Which of the following is a molecular solid?

\(I_2\)

The correct answer is option 4. \(I_2\).

Let us delve into the nature of each type of solid and explain why \(I_2\) is classified as a molecular solid:

Ionic Solids:

\(ZnS\) (Zinc Sulfide)

In ionic solids, such as \(ZnS\), the structure consists of positively charged cations and negatively charged anions arranged in a regular, repeating pattern to maximize ionic interactions and minimize electrostatic repulsion. For \(ZnS\), zinc ions (\(Zn^{2+}\)) and sulfide ions (\(S^{2-}\)) form a lattice.

Bonding: The bonding in ionic solids is electrostatic, with strong ionic bonds holding the lattice together. These interactions result in high melting points, hardness, and brittleness.

Properties: Ionic solids are typically hard and brittle with high melting points. They are also poor conductors of electricity in the solid state but can conduct when molten or dissolved in water.

Covalent Network Solids:

Diamond

Covalent network solids like diamond consist of a three-dimensional network where each atom is covalently bonded to its neighbors. In diamond, each carbon atom forms four covalent bonds with adjacent carbon atoms, creating a very strong and rigid structure.
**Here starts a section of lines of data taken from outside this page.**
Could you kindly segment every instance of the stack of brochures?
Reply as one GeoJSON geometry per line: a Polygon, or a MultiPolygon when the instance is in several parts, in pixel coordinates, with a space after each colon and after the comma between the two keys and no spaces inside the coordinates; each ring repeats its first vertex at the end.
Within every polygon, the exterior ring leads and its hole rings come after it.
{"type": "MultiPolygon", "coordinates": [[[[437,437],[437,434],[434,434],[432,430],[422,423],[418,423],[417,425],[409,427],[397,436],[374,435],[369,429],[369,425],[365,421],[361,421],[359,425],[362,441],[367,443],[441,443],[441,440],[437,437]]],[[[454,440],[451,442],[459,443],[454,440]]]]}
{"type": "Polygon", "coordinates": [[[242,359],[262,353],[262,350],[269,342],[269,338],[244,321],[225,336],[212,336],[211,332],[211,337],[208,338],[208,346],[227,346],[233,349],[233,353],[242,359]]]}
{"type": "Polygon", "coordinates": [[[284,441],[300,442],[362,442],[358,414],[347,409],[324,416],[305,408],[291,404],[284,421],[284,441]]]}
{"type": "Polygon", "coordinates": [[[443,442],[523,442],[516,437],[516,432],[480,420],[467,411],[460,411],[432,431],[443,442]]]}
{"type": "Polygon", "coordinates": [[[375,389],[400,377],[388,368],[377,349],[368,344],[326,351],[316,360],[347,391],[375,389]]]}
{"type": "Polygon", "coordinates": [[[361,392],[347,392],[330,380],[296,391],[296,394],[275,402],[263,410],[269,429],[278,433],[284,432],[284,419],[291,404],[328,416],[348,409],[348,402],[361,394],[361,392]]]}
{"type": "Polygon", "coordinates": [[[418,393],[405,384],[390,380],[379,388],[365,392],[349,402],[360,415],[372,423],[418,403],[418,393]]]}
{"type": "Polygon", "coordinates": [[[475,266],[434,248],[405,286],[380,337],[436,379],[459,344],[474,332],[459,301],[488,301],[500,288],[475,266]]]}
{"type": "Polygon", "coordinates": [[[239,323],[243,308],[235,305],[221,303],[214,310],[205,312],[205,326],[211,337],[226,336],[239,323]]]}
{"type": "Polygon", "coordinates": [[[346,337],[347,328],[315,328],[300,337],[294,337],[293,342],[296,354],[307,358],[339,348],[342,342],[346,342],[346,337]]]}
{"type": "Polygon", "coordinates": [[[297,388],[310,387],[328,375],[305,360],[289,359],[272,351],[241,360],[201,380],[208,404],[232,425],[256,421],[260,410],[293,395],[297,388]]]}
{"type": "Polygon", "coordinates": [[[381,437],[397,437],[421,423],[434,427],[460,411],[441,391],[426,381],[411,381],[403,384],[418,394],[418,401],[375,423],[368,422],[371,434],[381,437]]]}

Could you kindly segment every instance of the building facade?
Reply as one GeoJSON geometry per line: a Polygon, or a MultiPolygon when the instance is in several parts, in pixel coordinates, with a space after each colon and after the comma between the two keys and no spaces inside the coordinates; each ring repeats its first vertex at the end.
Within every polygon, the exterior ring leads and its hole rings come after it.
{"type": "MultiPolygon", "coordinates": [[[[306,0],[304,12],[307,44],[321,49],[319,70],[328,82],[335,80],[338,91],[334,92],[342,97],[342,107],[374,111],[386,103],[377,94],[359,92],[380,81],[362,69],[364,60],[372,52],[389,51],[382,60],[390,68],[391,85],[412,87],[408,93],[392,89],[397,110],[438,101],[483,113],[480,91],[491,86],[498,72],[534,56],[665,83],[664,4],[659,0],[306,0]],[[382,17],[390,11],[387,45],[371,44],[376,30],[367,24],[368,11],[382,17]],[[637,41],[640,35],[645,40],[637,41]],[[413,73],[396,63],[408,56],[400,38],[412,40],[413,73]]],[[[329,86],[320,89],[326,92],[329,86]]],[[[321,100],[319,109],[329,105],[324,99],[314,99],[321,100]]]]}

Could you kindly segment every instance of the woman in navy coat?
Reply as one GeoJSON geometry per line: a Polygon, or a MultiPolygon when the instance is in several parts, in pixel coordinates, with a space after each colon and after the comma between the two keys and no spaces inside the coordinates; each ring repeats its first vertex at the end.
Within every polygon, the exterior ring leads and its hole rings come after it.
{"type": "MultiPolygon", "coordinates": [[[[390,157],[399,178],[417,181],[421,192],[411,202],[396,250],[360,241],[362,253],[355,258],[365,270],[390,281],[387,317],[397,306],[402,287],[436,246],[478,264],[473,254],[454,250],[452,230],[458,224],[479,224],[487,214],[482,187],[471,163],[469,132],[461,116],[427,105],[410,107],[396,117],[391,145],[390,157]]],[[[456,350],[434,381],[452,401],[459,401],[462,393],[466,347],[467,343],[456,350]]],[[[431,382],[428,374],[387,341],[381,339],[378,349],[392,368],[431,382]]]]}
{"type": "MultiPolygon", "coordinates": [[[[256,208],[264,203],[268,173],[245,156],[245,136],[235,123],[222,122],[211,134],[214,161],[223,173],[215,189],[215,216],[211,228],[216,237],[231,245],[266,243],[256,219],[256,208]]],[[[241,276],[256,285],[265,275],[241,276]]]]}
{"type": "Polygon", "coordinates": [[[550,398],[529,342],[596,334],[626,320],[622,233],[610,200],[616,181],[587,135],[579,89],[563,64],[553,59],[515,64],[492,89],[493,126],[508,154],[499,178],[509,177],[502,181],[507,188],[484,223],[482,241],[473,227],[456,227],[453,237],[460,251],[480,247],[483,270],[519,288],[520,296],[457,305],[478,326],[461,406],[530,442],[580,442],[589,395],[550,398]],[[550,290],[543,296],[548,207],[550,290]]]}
Bonding: The bonds are strong covalent bonds throughout the entire structure, resulting in very high melting points and hardness. The extensive network of bonds makes these solids very durable.

Properties: These solids generally have high melting points, are very hard, and do not conduct electricity (except for some forms of graphite). They are also typically insoluble in most solvents

\(SiC\) (Silicon Carbide)

Similar to diamond, silicon carbide features a covalent network structure where silicon and carbon atoms are covalently bonded in a continuous three-dimensional lattice.

Bonding: The bonding is covalent, which contributes to its hardness and high melting point.

Properties: \(SiC\) is very hard and has a high melting point. It is used in abrasives and cutting tools.

Molecular Solids:

\(I_2\) (Iodine)

Molecular solids consist of discrete molecules held together by weak intermolecular forces such as van der Waals forces (dispersion forces), dipole-dipole interactions, or hydrogen bonds. In \(I_2\), the structure consists of individual iodine molecules (\(I_2\)) arranged in a lattice.

Bonding: The primary interactions between the molecules are van der Waals forces, which are much weaker than ionic or covalent bonds.

Properties: Molecular solids generally have lower melting and boiling points compared to ionic and covalent network solids. They are often soft and can be more easily deformed. They also tend to be soluble in non-polar solvents.

In the case of \(I_2\):

Molecular Structure: Iodine forms a molecular solid where the \(I_2\) molecules interact through weak van der Waals forces.

Solubility: \(I_2\) is more soluble in non-polar solvents like hexane.

Summary:

Ionic solids (like \(ZnS\)) have ionic bonds in a crystalline lattice. Covalent network solids (like diamond and \(SiC\)) have an extensive network of covalent bonds throughout the material. Molecular solids (like \(I_2\)) have discrete molecules held together by weak intermolecular forces.

Thus, the molecular solid among the options given is: 4. \(I_2\).